5th December, 2018 By An Coppens
As children, we learn through feedback and consequences from our environment. Putting a hand on a hot plate will teach you that this may hurt and hence is not desirable. As we grow up, much more rote learning is expected and information is given to us, but the experiential factor disappears over time. When we come to our adult life, we are assumed to be able to learn from all kinds of documents and information inputs even without any experience test or application.
Is this just a bad learning design?
I often wonder how we got to this place, where a lot of information transfer is just plain inefficient for a large proportion of the population. If you are tackling a brand new topic, it is essential to understand the basics and why the topic exists, what it can and can’t do. Then to embed or transfer it into our daily practice, we need to find ways to apply it and experience it.

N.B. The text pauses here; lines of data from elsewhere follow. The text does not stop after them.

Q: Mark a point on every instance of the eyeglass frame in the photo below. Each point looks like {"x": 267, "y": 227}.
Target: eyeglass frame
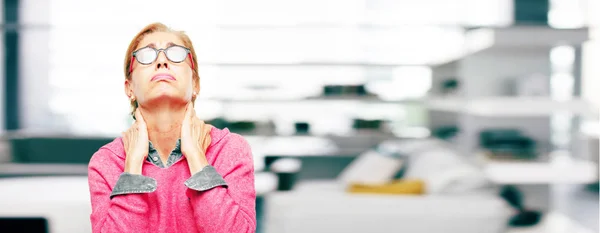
{"x": 134, "y": 57}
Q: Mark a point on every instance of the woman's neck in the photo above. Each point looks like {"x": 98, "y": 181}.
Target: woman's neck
{"x": 164, "y": 127}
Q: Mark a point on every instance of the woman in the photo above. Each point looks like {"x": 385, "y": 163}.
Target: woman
{"x": 170, "y": 172}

A lot of the gamification we work on will take the base knowledge into an experiential realm. In most cases, it serves the purpose to give people confidence in applying their learning and at the same time giving them feedback on their performance.
We often are asked why do people retain more information in a game like setting and not in a traditional e-learning environment. My only plausible explanation is that people in a playful setting don’t mind trying things out and failing and then trying again. The fact that consequences are fully experienced, is the one thing that plays out stronger in a game like setting.
A lot of gamification companies claim that repetition is key and whilst it helps to battle the forgetting curve, I think it is not the only thing that matters. I see feedback loops and win/lose conditions critical in how we learn. Most of us want to get things right and will do our best to perform to a higher standard.
In the world of corporate learning, there is often a hesitation around feedback about bad choices and also around losing in a game. On the way to building confidence, we do need to know what good looks like and by its very virtue it means we need to know what the flipside looks like too.
In the cybersecurity board game, we created the retention of scenarios was higher than the equivalent information from e-learning. Two reasons a group of people had to consider how to battle cyber attacks so the social discussion will matter and secondly when some groups lost the game because their business went bankrupt, they felt what could happen in real life.
When we did user research for technical roles for a client, the actual target users of our learning wanted consequences and serious one, so that they could feel what was important.
In my view, gamification design for learning needs to tap into the emotional journeys people go through in the process towards mastery. This includes both good and bad feedback to create an understanding of reality.